Is there the best date of month for SIP investment

Mutual fund companies offer flexibility to invest in their schemes through SIP (Systematic Investment Plan).

While some choose the date of SIP based on their salary credit, others may try to time the market by selecting specific dates based on different factors one may choose to invest at the end of the end because of the high volatility and F&O expiry of the month-end contract.

So, is there a best date for SIP investment?

In this blog, we’ll see whether the date of SIP will make a huge difference or not.

Read on!! We have analyzed the data of the past ten years, from Jan’11 to Sep’22, of BSE Sensex based on daily returns to understand it in a better way.

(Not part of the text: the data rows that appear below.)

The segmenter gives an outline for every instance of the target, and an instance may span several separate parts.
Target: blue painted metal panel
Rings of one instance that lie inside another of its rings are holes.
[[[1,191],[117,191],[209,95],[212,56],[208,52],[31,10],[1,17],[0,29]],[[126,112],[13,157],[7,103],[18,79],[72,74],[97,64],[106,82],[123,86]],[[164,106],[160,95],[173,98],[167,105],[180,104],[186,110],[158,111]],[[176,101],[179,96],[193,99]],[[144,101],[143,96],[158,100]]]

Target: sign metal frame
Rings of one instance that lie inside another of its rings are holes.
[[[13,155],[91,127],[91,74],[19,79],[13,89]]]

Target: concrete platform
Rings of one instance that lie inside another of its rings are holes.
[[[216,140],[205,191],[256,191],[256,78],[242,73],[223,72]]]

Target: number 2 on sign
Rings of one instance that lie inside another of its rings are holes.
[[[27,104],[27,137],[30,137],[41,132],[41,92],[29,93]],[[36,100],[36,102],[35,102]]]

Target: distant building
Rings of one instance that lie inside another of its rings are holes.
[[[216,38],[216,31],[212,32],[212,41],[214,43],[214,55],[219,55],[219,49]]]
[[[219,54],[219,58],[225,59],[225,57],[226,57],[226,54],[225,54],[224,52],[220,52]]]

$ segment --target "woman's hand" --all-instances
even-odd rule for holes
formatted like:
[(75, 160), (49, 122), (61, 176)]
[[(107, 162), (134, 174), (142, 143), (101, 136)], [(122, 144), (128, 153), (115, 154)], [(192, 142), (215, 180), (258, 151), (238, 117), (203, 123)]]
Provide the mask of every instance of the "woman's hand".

best date for SIP investment
Note: When there is a holiday, the date of the previous/next working day has been considered.
Source: BSE, EduFund Research Team

The above calculation shows that there is hardly a marginal difference in returns based on the period under observation. So, there is no strong relationship between the SIP date you choose and the returns.

Any date will work if you are investing through SIP. Experts suggest that one should never try to time the market; instead, remain invested with discipline over a longer period to get the most benefit of compounding.

SIPs are designed to deal with the volatility in the market. SIP helps your investments to average out the cost of buying, which is called rupee cost averaging.

This helps investors to buy mutual fund units at lower prices and higher, which averages out the cost of buying the units.

What is Compounding?

Compounding works as a multiplier in your investment. You not only get the returns on the invested amount but also get the returns that keep getting added back to your invested amount.

In short, earning returns on principal & returns as well. The best thing about compounding is that at one point your amount of returns will be more than your invested amount.

best date of month for SIP investment

What is the rupee-averaging cost?

In this concept, a fixed amount is invested at regular intervals. This allows you to buy more units of a mutual fund when prices are low and fewer units when prices are high. Over the period, this averages out the cost of buying.

Timing the market is challenging. The market goes through different phases, and you never know when the market is going to rise or fall. So, disciplined investing will help you to accumulate wealth over the period.

When we try to time the market, we invest with emotions which can lead to wrong decisions. SIP helps to ignore all these factors and helps to invest regularly.

Conclusion

SIP can do wonders with your investments if you do discipline and regular investing over a longer period without thinking of the date, by Just following the normal process.